Bond markets are waiting for Fed meet, Union Budget 2017-18 and RBI policy review all to be held on 1st and 8th of February. The 6.97% 2026 bond yield fell 6bps last week to close at levels of 6.40% on the back of weaker than expected US 4th quarter 2016 GDP growth numbers and expectations of a positive budget on the fiscal deficit front.
US 4th quarter 2016 GDP growth came in at 1.9% against expectations of over 2% growth. US ten year treasury yields fell post the GDP growth number release on expectations that Fed may not hike rates in this week’s policy.
The government looks confident of a strong revenue growth in fiscal 2017-18 as it implements GST and fiscal deficit could still be brought down from levels of 3.5% of GDP seen in this fiscal year.
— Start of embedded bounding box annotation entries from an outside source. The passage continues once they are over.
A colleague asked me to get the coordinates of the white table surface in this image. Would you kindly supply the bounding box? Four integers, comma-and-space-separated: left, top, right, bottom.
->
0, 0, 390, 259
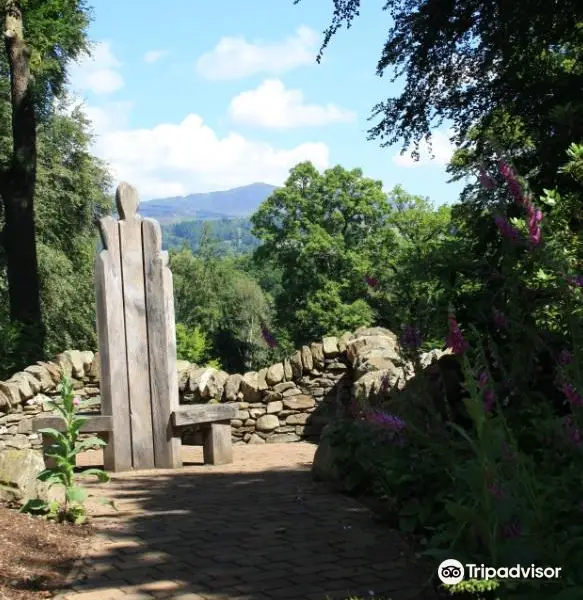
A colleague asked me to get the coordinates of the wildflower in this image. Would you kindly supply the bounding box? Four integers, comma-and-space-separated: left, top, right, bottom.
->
447, 315, 470, 354
559, 349, 573, 366
561, 382, 583, 406
261, 324, 277, 348
565, 275, 583, 287
525, 198, 543, 246
367, 410, 407, 431
494, 215, 520, 242
483, 388, 496, 412
492, 308, 508, 329
563, 415, 581, 446
401, 325, 422, 349
350, 398, 362, 418
380, 375, 391, 393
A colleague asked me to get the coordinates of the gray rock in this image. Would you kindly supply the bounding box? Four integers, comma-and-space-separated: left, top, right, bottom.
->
273, 381, 296, 394
322, 336, 340, 358
310, 342, 325, 369
267, 433, 301, 444
285, 413, 309, 425
255, 415, 279, 431
312, 427, 341, 483
283, 394, 316, 410
267, 400, 283, 415
282, 387, 302, 398
241, 371, 261, 402
0, 448, 48, 504
225, 373, 243, 402
265, 363, 285, 386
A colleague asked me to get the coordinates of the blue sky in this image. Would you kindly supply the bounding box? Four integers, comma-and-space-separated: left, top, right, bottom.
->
70, 0, 470, 204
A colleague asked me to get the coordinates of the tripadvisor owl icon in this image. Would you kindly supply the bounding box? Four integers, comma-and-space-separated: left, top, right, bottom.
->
437, 558, 464, 585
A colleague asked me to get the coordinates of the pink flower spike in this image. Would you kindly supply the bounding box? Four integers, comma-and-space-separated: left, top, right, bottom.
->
479, 167, 496, 190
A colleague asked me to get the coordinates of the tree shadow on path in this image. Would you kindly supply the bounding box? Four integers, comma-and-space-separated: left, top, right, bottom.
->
66, 444, 435, 600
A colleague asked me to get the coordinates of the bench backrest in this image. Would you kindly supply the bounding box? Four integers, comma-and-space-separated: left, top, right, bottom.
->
95, 183, 180, 471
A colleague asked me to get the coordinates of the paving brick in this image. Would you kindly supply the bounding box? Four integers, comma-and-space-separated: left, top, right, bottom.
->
66, 443, 435, 600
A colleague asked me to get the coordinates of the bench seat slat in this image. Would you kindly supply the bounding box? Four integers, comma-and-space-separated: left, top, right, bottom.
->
172, 404, 238, 427
32, 414, 113, 433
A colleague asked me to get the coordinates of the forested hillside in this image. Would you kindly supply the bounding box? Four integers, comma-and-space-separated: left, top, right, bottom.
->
0, 0, 583, 600
162, 218, 259, 255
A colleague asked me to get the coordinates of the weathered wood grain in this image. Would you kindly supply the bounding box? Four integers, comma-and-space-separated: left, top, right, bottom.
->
95, 217, 132, 472
142, 219, 182, 469
172, 404, 237, 427
116, 183, 155, 469
202, 421, 233, 465
32, 415, 114, 434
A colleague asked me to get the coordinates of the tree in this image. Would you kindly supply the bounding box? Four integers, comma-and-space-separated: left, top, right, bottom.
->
294, 0, 583, 185
369, 186, 460, 347
251, 162, 389, 344
170, 244, 272, 372
0, 0, 88, 359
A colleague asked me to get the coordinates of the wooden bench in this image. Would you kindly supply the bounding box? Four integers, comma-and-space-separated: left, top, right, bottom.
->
32, 404, 237, 467
33, 183, 237, 472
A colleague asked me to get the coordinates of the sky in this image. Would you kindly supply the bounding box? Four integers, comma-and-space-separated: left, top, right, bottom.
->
70, 0, 470, 204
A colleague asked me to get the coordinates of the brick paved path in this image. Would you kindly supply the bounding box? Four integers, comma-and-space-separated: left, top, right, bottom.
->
59, 443, 433, 600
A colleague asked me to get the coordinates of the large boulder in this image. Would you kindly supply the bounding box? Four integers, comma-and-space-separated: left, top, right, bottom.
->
265, 362, 285, 386
312, 425, 342, 485
352, 365, 408, 402
0, 448, 48, 504
189, 367, 229, 400
240, 371, 261, 402
225, 373, 243, 402
346, 327, 399, 367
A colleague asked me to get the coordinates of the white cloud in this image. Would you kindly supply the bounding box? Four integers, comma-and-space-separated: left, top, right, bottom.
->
144, 50, 168, 63
86, 103, 329, 199
83, 102, 134, 135
196, 26, 318, 81
229, 79, 355, 129
393, 129, 455, 168
69, 42, 124, 94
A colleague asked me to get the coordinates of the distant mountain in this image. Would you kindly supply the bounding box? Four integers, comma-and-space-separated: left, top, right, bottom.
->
139, 183, 276, 224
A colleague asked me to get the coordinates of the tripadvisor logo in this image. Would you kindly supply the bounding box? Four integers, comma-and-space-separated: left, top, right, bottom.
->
437, 558, 562, 585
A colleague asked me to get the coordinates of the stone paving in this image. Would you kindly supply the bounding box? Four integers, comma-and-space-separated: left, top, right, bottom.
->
58, 443, 435, 600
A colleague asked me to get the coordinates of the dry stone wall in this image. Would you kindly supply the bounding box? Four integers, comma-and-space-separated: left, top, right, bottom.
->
0, 327, 452, 452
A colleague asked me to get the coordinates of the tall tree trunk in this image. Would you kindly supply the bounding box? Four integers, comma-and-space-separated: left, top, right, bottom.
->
0, 0, 44, 364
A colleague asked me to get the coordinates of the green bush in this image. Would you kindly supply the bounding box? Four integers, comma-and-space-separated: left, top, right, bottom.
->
331, 146, 583, 600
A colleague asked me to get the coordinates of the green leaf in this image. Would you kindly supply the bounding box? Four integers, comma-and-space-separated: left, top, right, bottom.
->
18, 498, 49, 514
74, 437, 107, 454
65, 486, 88, 504
38, 427, 64, 440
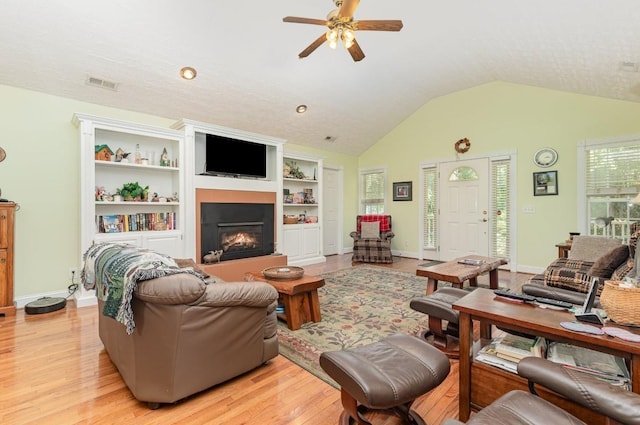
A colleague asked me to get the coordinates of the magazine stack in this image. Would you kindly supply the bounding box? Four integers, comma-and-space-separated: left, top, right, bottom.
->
475, 334, 546, 373
547, 342, 631, 391
475, 333, 631, 391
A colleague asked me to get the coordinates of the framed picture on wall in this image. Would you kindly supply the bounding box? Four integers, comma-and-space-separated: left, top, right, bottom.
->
393, 182, 413, 201
533, 171, 558, 196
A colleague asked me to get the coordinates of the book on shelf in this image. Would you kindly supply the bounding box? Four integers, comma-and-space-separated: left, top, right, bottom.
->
96, 211, 176, 233
99, 214, 123, 233
547, 342, 631, 390
496, 334, 546, 361
474, 340, 518, 373
475, 333, 547, 373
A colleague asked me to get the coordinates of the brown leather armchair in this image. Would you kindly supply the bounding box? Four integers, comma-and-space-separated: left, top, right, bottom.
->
98, 274, 278, 408
444, 357, 640, 425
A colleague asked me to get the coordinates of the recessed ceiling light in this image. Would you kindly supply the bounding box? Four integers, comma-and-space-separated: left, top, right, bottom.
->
180, 66, 198, 80
85, 75, 118, 91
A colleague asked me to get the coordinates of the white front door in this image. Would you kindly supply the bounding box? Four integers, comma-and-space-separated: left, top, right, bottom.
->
322, 167, 342, 255
439, 158, 489, 261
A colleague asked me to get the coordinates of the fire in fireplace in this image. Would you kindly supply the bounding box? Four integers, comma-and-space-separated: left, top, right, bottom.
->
200, 202, 274, 261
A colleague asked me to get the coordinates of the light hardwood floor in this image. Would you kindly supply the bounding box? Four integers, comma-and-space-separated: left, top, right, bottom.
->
0, 254, 527, 425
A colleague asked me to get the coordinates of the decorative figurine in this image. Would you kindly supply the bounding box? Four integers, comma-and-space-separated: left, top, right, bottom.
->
160, 148, 171, 167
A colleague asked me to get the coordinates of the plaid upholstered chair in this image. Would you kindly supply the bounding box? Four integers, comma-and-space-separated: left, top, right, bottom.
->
349, 215, 395, 263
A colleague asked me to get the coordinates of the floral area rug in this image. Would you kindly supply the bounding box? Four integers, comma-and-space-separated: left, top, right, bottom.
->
278, 265, 428, 388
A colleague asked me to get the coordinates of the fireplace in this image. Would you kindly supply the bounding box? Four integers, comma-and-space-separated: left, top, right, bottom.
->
200, 202, 275, 261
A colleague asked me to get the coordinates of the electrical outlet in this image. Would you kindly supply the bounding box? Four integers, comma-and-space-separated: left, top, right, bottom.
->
69, 267, 80, 282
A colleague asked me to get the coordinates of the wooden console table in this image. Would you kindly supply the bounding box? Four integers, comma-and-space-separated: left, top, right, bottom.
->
416, 255, 507, 295
245, 271, 324, 331
453, 288, 640, 424
556, 242, 571, 258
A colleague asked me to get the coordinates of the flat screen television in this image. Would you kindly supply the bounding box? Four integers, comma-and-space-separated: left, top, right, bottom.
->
205, 134, 267, 178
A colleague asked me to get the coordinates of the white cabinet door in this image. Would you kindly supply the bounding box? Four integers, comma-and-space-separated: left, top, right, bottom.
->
143, 232, 184, 258
282, 224, 302, 261
302, 226, 320, 257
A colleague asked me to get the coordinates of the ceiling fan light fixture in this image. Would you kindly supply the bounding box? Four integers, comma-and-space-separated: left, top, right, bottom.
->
180, 66, 198, 80
326, 28, 338, 43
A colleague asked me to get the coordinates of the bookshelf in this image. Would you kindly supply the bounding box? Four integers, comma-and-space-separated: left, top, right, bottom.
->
73, 114, 185, 257
282, 152, 326, 266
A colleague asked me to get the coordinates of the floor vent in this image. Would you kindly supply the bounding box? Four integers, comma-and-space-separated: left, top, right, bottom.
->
86, 76, 118, 91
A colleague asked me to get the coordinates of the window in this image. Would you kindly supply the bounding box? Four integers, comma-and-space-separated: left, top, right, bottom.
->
422, 167, 438, 250
359, 169, 386, 214
490, 159, 511, 259
584, 138, 640, 241
449, 167, 478, 181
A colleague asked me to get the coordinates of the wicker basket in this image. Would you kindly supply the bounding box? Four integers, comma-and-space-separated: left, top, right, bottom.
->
284, 215, 298, 224
600, 280, 640, 326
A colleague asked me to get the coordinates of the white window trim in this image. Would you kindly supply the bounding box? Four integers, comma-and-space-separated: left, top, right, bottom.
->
418, 150, 516, 273
576, 134, 640, 235
358, 167, 389, 214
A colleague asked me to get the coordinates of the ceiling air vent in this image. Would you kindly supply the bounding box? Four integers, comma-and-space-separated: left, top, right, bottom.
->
86, 76, 118, 91
620, 62, 640, 72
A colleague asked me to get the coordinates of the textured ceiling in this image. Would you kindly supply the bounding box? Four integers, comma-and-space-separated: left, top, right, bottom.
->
0, 0, 640, 155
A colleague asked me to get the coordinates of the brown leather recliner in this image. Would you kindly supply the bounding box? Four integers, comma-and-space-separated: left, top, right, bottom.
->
98, 274, 278, 408
444, 357, 640, 425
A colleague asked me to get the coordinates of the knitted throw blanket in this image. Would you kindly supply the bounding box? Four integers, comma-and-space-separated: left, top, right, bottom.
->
81, 243, 201, 335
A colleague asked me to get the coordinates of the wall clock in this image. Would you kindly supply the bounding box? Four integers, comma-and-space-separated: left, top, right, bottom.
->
533, 148, 558, 167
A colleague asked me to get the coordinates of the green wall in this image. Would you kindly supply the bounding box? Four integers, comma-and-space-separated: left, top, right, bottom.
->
0, 82, 640, 298
0, 85, 357, 298
359, 82, 640, 268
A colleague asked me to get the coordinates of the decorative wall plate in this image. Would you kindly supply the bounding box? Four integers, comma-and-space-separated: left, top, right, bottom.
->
533, 148, 558, 168
455, 137, 471, 153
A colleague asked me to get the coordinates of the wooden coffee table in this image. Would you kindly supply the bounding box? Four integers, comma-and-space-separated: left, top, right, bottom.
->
416, 255, 507, 295
245, 271, 324, 331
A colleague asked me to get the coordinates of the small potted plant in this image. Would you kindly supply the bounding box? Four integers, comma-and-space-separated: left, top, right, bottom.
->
116, 182, 149, 201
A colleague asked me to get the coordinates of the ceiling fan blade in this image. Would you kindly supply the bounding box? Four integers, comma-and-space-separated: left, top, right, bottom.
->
349, 40, 364, 62
298, 34, 327, 59
338, 0, 360, 20
354, 19, 402, 31
282, 16, 329, 25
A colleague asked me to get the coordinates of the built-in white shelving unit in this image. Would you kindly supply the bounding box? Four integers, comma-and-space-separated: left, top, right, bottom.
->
73, 114, 185, 305
282, 153, 326, 265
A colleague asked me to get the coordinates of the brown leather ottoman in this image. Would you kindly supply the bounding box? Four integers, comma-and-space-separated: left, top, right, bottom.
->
320, 334, 450, 425
409, 286, 468, 359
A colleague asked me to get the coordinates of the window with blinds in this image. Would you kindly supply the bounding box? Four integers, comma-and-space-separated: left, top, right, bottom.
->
422, 167, 438, 250
360, 170, 386, 214
490, 159, 511, 259
585, 140, 640, 237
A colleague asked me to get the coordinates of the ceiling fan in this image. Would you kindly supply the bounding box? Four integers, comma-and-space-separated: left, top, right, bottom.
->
282, 0, 402, 62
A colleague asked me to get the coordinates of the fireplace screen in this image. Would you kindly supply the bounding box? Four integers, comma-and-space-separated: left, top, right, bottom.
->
218, 222, 264, 255
201, 203, 275, 261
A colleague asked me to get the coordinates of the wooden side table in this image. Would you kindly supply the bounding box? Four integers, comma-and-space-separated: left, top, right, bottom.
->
416, 255, 507, 295
556, 242, 571, 258
245, 271, 324, 331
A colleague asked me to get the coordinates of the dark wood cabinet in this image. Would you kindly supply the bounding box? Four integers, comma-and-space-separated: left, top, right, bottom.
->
0, 203, 16, 316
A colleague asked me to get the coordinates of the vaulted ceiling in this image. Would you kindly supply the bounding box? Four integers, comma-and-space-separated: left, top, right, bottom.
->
0, 0, 640, 155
How will the 10 year gsec yield move as events unfold this week?
Scenario 1 – Most Bearish
The yield could rise by as much as 15bps- 25bps if Fed hikes rates and fiscal deficit is budgeted at 3.5% or 3.3% of GDP. Higher US rates, higher government borrowing would prompt the RBI to keep rates status quo in its policy review as the INR could come under selling pressure.
Scenario 2
Fed rate hike and fiscal deficit of 3% of GDP would keep yields on the 10 year gsec by around current levels of 6.40%. Bias would be towards falling yields rather than rising yields as RBI could cut rates as government sticks to FRBM targets.
Scenario 3
Fed keeping rates on hold and fiscal deficit at 3.5% or 3.3% of GDP would lead to a marginal rise in the 10 year gsec yield as immediate nervousness on Fed rate hikes go out of the market but higher than targeted fiscal deficit weighs on government borrowing.
Scenario 4 – Most Bullish
Fed keeping rates on hold and fiscal deficit of 3% of GDP would bring down yields on the 10 year gsec by 25bps as RBI rate cuts will start getting factored into the yields.
The ten year benchmark bond, the 6.97% 2026 bond saw yields fall by 6bps week on week to close at levels of 6.40%. The old ten year benchmark bond, the 7.59% 2026 bond saw yields fall by 7bps to close at 6.53% levels while the 7.88% 2030 bond saw yields fall by 2bps to close at 6.92%. The 8.13% 2045 bond saw yields rise by 2bps to close at 7.17%. Bond yields will move on outcome of Fed Policy and Union Budget on the 1st of Feb.
OIS market saw one year OIS yields close down by 1bps and five year OIS yields close up by 1bps week on week. One year OIS yield closed at 6.20% while five year OIS yield closed at 6.31%. OIS yield curve will steepen as markets factor in faster pace of Fed rate hikes.
Credit spreads closed largely higher last week. Three-year benchmark AAA corporate bond yields closed down by 5bps week on week at 6.88% levels. Credit spreads rose by 1 bps to close at 45bps levels. Five-year benchmark AAA bond yields fell by 2bps to close at 7.11% with spreads up 2bps at 57bps levels. Ten-year benchmark AAA bond yields rose by 1bps to close at 7.33% levels with spreads up by 7bps at 93bps. Credit spreads are likely to stay ranged until RBI policy on 8th of February.
System liquidity as measured by bids for Repo, Reverse Repo, Term Repo and Term Reverse Repo in the LAF (Liquidity Adjustment Facility) auctions of the RBI and drawdown from Standing Facilities (MSF or Marginal Standing Facility and Export Credit Refinance) and MSS bond issuance was in surplus of Rs 6276 billion as of 27th January 2017. Currency in circulation rising on the back of higher withdrawals from the banking system brought down liquidity surplus. The surplus was Rs 6662 billion in the week previous to last. MSS bonds outstanding were Rs 3500 billion. Liquidity will stay easy as demonetization inflows stay in the system.